Sterbehilfe in Frankreich: Eine Frage der Wortwahl
Die französische Nationalversammlung hat einer Gesetzesvorlage zugestimmt, die Sterbehilfe legalisiert. Für das Recht auf Sterben gelten strenge Bedingungen.

Um eine Hilfe zum Sterben zu erhalten, muss laut der verabschiedeten Vorlage ein Patient seinen festen Wohnsitz in Frankreich haben, volljährig und zurechnungsfähig sein. Um bei einem medizinischen Kollegium sein Recht, zu sterben, geltend zu machen, muss er in sich in einer fortgeschrittenen Phase oder in der Endphase einer unheilbaren Krankheit mit physisch oder psychisch unerträglichen Leiden befinden. Das sind relativ strikte Konditionen.
Außer in seltenen Fällen (beispielsweise einer körperlichen Behinderung) ist es der sterbewillige Patient – und nicht eine Drittperson –, der sich selbst das ärztlich verschriebene tödliche Mittel verabreicht. Mitglieder des Pflegepersonals haben, gestützt auf eine „Gewissensklausel“, das Recht, sich nicht an dieser Prozedur zu beteiligen.
Vor allem in religiösen Kreisen stößt das Prinzip einer Sterbehilfe auf Ablehnung.
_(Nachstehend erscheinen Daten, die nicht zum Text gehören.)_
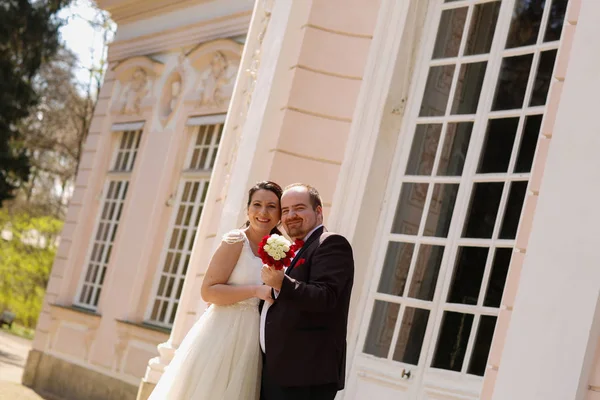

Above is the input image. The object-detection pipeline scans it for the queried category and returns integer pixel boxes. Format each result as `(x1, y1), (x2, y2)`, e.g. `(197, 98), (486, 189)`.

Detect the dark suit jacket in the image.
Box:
(263, 228), (354, 390)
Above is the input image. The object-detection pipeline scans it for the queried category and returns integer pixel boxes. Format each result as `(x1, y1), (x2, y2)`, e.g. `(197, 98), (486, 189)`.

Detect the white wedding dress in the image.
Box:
(150, 230), (262, 400)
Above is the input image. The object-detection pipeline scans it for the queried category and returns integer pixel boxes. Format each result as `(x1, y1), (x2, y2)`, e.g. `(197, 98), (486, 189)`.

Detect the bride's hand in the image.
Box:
(255, 285), (273, 304)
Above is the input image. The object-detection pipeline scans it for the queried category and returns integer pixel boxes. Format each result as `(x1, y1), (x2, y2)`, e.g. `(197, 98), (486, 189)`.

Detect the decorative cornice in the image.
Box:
(108, 11), (251, 62)
(96, 0), (208, 24)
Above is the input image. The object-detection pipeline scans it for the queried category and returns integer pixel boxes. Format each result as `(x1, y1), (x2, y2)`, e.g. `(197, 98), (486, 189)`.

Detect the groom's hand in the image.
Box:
(260, 265), (283, 291)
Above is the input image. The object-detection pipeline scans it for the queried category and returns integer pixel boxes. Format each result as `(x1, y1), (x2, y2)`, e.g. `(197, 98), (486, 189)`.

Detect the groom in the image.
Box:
(260, 184), (354, 400)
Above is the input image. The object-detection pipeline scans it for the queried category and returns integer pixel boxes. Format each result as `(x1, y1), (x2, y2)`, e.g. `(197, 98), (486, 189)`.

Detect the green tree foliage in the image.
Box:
(0, 0), (70, 207)
(0, 210), (63, 328)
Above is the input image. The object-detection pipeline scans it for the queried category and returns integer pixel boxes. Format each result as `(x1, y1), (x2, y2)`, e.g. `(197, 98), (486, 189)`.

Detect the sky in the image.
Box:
(59, 0), (116, 84)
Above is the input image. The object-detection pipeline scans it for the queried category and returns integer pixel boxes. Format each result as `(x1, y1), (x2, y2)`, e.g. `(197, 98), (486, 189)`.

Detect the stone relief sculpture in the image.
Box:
(198, 51), (238, 107)
(120, 68), (150, 115)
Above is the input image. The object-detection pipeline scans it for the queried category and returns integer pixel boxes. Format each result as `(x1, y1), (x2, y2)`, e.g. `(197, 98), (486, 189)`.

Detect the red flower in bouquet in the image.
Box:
(258, 233), (303, 270)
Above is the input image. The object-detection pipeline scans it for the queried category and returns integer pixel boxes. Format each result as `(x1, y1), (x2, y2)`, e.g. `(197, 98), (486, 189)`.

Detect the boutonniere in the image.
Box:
(294, 258), (306, 267)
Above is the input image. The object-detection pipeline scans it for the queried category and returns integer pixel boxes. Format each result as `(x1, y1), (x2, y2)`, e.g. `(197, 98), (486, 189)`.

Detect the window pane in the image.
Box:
(529, 50), (558, 106)
(492, 54), (533, 111)
(477, 118), (519, 174)
(515, 114), (543, 173)
(452, 61), (487, 114)
(483, 248), (513, 307)
(419, 65), (454, 117)
(363, 300), (400, 358)
(433, 7), (468, 58)
(437, 122), (473, 176)
(500, 181), (527, 239)
(544, 0), (569, 42)
(406, 124), (442, 175)
(465, 1), (500, 56)
(467, 315), (496, 376)
(431, 311), (473, 371)
(394, 307), (429, 365)
(448, 247), (489, 305)
(392, 183), (429, 235)
(377, 242), (415, 296)
(423, 183), (458, 237)
(463, 182), (504, 239)
(408, 244), (444, 301)
(506, 0), (546, 49)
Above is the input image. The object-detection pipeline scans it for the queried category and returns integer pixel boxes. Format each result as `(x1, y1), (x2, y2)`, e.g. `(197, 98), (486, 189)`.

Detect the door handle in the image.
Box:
(401, 368), (410, 380)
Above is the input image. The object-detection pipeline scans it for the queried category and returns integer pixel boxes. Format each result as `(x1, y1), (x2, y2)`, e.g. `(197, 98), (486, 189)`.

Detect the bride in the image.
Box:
(150, 181), (282, 400)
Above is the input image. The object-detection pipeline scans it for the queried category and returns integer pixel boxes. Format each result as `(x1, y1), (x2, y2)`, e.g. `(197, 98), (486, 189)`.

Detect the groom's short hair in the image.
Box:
(283, 183), (323, 210)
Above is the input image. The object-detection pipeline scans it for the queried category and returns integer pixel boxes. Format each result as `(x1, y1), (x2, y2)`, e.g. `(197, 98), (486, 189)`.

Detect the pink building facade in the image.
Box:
(23, 0), (600, 400)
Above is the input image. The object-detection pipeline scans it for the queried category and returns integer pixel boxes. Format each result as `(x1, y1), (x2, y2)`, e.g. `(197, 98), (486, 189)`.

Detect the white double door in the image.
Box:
(343, 0), (568, 400)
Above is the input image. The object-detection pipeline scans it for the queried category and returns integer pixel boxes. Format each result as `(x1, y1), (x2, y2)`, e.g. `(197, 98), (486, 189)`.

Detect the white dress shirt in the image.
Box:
(259, 224), (323, 353)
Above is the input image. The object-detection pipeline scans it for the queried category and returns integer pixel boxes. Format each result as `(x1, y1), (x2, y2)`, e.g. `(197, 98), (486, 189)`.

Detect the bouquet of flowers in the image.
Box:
(258, 233), (304, 270)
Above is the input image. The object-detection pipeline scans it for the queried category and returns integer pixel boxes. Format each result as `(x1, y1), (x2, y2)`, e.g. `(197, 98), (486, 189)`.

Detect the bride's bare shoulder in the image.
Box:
(222, 229), (246, 244)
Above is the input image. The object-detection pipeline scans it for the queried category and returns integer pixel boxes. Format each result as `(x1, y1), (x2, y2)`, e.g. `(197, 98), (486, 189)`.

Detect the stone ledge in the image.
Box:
(23, 350), (138, 400)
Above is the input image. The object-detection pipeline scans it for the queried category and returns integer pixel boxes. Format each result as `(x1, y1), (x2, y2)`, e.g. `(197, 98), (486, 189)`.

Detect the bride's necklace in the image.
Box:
(246, 228), (258, 257)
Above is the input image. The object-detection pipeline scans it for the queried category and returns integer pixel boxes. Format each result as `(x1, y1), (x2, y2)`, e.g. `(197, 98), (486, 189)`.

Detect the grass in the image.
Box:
(2, 323), (35, 340)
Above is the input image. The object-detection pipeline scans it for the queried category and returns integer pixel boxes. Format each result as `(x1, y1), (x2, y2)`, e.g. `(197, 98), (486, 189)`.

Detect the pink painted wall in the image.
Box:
(481, 0), (580, 400)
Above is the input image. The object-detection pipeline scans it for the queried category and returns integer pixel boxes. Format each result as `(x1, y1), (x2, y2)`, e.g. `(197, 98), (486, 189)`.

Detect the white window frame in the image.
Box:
(73, 126), (144, 311)
(355, 0), (562, 394)
(144, 114), (226, 329)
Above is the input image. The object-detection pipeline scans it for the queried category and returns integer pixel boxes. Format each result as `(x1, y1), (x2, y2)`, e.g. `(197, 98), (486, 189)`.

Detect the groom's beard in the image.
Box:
(285, 220), (310, 239)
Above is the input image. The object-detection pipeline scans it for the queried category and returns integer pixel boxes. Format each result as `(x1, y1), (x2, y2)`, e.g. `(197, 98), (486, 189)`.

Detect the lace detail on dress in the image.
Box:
(223, 229), (246, 244)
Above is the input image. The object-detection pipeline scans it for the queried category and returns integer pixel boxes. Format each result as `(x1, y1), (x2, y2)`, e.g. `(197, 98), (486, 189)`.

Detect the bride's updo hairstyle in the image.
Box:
(244, 181), (283, 235)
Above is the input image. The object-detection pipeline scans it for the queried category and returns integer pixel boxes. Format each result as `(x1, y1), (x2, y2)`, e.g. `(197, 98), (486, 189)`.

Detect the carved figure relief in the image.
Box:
(120, 68), (150, 115)
(198, 51), (238, 107)
(160, 71), (183, 124)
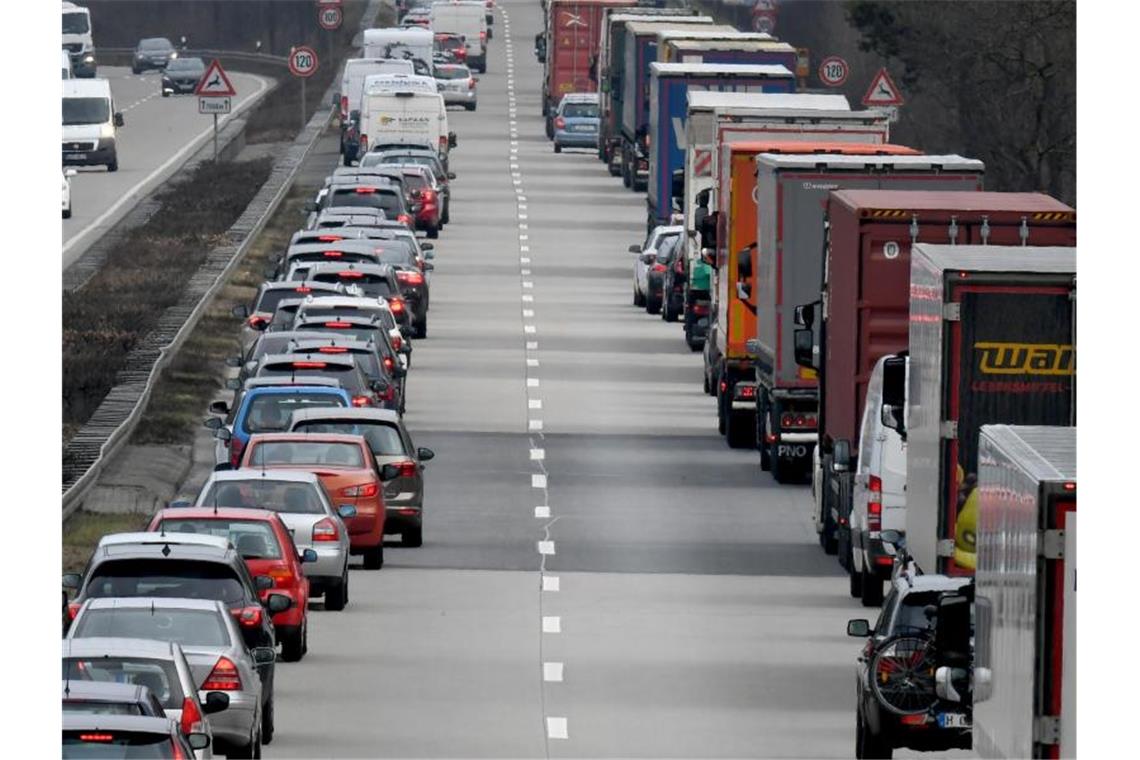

Und vor allem auch die Kriterien und Bedingungen, unter denen es lebensmüden Patienten gegebenenfalls ermöglicht werden kann, sich selbst in einem strikt medizinisch kontrollierten Rahmen ein letales Mittel zu verabreichen. Bezeichnenderweise ist im Gesetzestext nicht explizit von einer Hilfe zum Suizid die Rede.
Offenbar wurde allein schon dieses Wort als politisch kontraproduktiv eingeschätzt und darum vermieden. Andere Wörter im Kontext sind erst recht tabu: vor allem die durch die abscheulichen Naziverbrechen gebrandmarkte Euthanasie. Im Titel der Gesetzesvorlage steht vage „Lebensende“, nicht explizit die „aktive Sterbehilfe“.
Zum ersten Mal ein Recht auf Sterbehilfe
Aus solchen Rücksichten mussten die Formulierungen mit größter Vorsicht gewählt werden. Nun sollen in Frankreich Schwerstkranke, die nach ärztlicher Ansicht keinerlei Aussicht auf Heilung haben und auch keine Linderung ihrer Schmerzen erhoffen können, auf legale Weise und mit Unterstützung des Pflegepersonals die von ihnen ausdrücklich gewünschte Hilfe zum Sterben erhalten.
Bemerkenswert ist an der Vorlage, dass hier im Gesetz ein Recht auf Sterbehilfe verankert wird. Eine vorsätzliche Behinderung an der Ausübung dieses Rechts wird zu einem strafbaren Delikt erklärt. Das war übrigens einer der von den Gegnern und Gegnerinnen am meisten bekämpften Punkte der Vorlage, die schließlich am Dienstagabend mit einer sehr deutlichen Mehrheit von 305 gegen 199 Stimmen angenommen wurde. Außergewöhnlich ist auch, dass die Meinungsdifferenzen in (fast) allen Fraktionen existierten. Ein parallel diskutiertes Gesetz, das den Zugang zur Palliativmedizin verbessert, aber nicht als Alternative zur Sterbehilfe präsentiert wurde, ist am selben Abend einstimmig angenommen worden.
Weiterhin unklar ist es, ob auch der Senat diesem Gesetzestext zur Legalisierung der Sterbehilfe zustimmen wird. Dies geschieht voraussichtlich erst im Herbst. Wichtige Abänderungen durch das weit konservativere „Oberhaus“ des Parlaments hätten zur Folge, dass eine zweite Lesung erforderlich würde und dass womöglich dieses Thema erneut verschoben würde.
Schon einmal lag ein Sterbehilfegesetz in der Nationalversammlung zur Verabschiedung vor, doch dann löste Präsident Emmanuel Macron die Nationalversammlung auf, und wegen der Neuwahlen wurde alles auf die lange Bank geschoben. Dieses Mal hat derselbe Macron versprochen, dass er eine Volksabstimmung organisieren wolle, falls die Sterbehilfe im Parlament nicht durchkommt. Der positive Ausgang der Befragung wäre sicher: Rund 9 von 10 französischen Bürger*innen sind laut einer IFOP-Umfrage für die Legalisierung der Sterbehilfe.